The Thai man looked in his fifties, though he wore his years worse than most. Every patch of skin on his bony frame seemed bound too tight and threatened to tear with his contortions.

The first host lifted a small hand for a moment's reprieve. She delicately lifted a lock of golden hair from her brow, tucking it behind one ear, before resuming commentary.

I noticed blood was oozing from the Thai man’s lips. He had scraped much of the gum away from his front teeth on the lower jaw. He continued to dig into the slippery wounds like an itch.

He began to make a high-pitched whining. At first it was like the noise of a crying dog or a kicked rabbit. But it rose and burst with each beat, causing the hosts to shut up and the cameramen to grip their instruments two-handed and drop their mugs. It rose to the sound of a siren screaming when his chest collapsed inward and the wound belched a column of rancid black smoke.

The few natives present screamed and peeled off at once, but the film crew, coughing in the smoke, remained in silence.

The old man too had ceased his shriek and now blubbered, perhaps choking on his own blood and scattered gum-flesh. In a flash billowing smoke-forms were blurrily illuminated by a trickling red light on the crushed chest. The weird angles of the inverted rib cage were cast in high definition in the light of a small fire couched in the man's still-bubbling lungs.

As though his blood were oil, the flames licked up and down his torso and started eating themselves and engorging rapidly. Spirals of fat orange flame teased the hanging mikes.

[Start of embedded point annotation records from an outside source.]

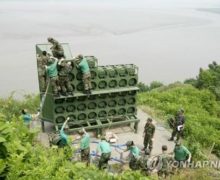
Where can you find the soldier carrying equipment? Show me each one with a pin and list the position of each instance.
(57, 49)
(148, 135)
(178, 125)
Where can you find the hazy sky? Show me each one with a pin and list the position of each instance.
(168, 39)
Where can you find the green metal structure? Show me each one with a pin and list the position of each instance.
(112, 102)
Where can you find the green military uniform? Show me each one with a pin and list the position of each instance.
(42, 62)
(164, 170)
(149, 130)
(134, 157)
(181, 154)
(179, 121)
(105, 149)
(84, 67)
(64, 81)
(53, 75)
(85, 148)
(57, 49)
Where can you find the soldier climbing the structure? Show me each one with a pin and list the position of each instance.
(84, 67)
(178, 125)
(52, 73)
(64, 82)
(42, 62)
(134, 155)
(57, 49)
(148, 135)
(105, 149)
(85, 146)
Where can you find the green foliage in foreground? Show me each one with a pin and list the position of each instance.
(22, 157)
(201, 109)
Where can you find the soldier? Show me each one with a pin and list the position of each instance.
(181, 154)
(164, 160)
(42, 62)
(134, 155)
(53, 74)
(148, 134)
(85, 146)
(84, 67)
(105, 149)
(178, 125)
(26, 117)
(57, 49)
(64, 82)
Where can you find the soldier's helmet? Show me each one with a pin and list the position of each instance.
(164, 148)
(129, 143)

The man was shaking like an infant with its leg broken, weeping for his mother in a foreign tongue. The fire showed no interest in his pain and, following some unseen geometry, spread along his body like a sigil. Sizzling the skin off the flesh till globules spat on the floor in the insect-like death throes of melting plastic.

The throat's crown gave in and the flesh and tongue of the lower jaw bubbled over the edges of the table, allowing a clear passage into the man's face. With flames creeping under his skin and rising in fat ripe boils at the eyelids, the final expression this man's eyes gave were a childlike look of absolute fear. They grew for a moment, then burst and dribbled out the sockets like candle wax.

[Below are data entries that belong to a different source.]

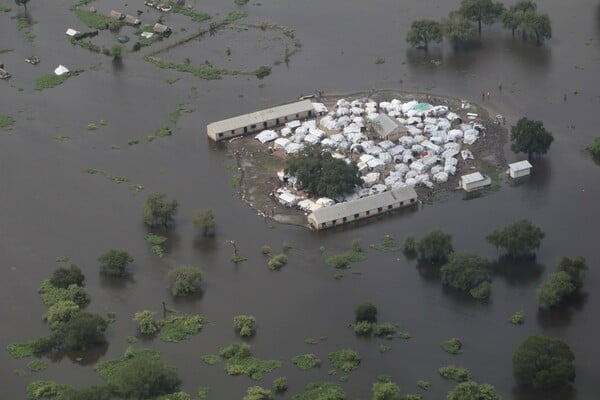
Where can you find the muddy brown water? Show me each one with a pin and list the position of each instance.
(50, 208)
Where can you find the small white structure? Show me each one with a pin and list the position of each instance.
(61, 70)
(519, 169)
(474, 181)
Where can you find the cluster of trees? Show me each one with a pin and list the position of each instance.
(567, 279)
(459, 26)
(318, 173)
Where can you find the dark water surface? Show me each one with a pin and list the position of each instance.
(50, 208)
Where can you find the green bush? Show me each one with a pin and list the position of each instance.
(184, 280)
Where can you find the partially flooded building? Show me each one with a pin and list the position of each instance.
(259, 120)
(354, 210)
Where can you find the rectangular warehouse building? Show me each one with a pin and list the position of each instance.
(259, 120)
(343, 213)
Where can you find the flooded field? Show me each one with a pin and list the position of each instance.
(51, 208)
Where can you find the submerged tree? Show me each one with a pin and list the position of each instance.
(157, 211)
(530, 137)
(458, 29)
(422, 32)
(519, 238)
(481, 11)
(543, 362)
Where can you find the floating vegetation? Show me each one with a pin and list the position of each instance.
(6, 121)
(321, 390)
(176, 328)
(387, 244)
(240, 361)
(455, 373)
(346, 360)
(517, 318)
(211, 359)
(452, 346)
(37, 366)
(277, 262)
(306, 361)
(50, 80)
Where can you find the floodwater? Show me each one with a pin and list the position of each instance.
(50, 208)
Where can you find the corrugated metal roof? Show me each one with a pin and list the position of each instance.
(359, 206)
(520, 165)
(259, 117)
(472, 178)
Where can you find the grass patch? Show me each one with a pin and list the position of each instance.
(452, 346)
(387, 244)
(172, 79)
(194, 15)
(517, 318)
(346, 360)
(457, 374)
(37, 366)
(6, 121)
(306, 361)
(211, 359)
(51, 80)
(240, 361)
(176, 328)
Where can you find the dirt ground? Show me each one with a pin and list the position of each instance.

It was hard to tell if he was still alive. His movements had long since ceased. But with the destruction of the face the film crew began to talk excitedly amongst each other again, loud enough to be heard over the crackling fire. Eventually the smell became too much and we were calmly evacuated by the show hosts.

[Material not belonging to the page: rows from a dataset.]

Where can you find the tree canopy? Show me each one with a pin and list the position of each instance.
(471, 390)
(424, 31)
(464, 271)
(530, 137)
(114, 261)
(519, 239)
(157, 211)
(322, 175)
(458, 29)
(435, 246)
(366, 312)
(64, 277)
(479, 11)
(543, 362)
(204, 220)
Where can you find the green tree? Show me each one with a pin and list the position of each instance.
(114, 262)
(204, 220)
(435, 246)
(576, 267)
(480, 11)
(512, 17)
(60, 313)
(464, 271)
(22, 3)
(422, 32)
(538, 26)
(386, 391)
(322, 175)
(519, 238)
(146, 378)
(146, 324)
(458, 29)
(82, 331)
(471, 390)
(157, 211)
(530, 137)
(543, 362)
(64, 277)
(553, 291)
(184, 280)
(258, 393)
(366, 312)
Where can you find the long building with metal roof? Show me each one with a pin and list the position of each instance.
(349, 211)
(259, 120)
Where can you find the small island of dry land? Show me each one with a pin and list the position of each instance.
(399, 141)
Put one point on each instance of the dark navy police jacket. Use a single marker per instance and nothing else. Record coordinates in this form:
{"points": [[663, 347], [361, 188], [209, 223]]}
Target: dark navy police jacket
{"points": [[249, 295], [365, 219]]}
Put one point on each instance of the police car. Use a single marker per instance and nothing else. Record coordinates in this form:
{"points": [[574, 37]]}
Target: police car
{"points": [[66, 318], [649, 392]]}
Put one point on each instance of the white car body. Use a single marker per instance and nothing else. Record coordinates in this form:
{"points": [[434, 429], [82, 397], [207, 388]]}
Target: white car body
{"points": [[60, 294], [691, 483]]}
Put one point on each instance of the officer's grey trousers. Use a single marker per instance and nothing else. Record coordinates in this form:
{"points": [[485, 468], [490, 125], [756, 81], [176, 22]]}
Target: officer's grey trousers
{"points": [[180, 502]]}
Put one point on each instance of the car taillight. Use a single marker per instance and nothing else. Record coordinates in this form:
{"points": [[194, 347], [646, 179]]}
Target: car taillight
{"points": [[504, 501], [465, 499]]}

The entire hut was burned to the ground after a long hot day spent breaching the perfect blue sky with thick black clouds. I reclined on the sand grass and watched as the microphones were levered into the rising tendrils of smoke, capturing crisp audio of the embers burning out. The hosts appeared to be crying on camera. One of them pushed the other away and put a hand over the camera. They repeated this stylized action seven times, sometimes switching roles.

A native girl sat near me and eyed me at a distance. Her Betty Boop sweater, sleeves torn off ragged and neckline slashed deeply, happened to be the same faded pink of the iguana that shuffled between us towards the water.

"He killed a witch's daughter," she announced almost off-handedly as if the subject's smouldering remains were not just a few feet from us, "and in her fury she cast an old sort of curse on him, that he would die in this fashion."

"But he seemed to be an old man," I said, placing a hand to my brow to see her better, "he looked in no condition to harm a fly."

"This is a very old kind of spell. He was cursed thirty three years ago, and has lived those years knowing what would happen on this precise day. In these years he turned to God, prayed and prayed and gone mad from praying until he became the wretched thing you saw today."

I nodded slowly, examining the soft slope of her upper thigh, where it dipped into the sand. We moved closer and watched as the film crew dispersed and the embers cleared and dusk colours fell upon the unquiet canopy.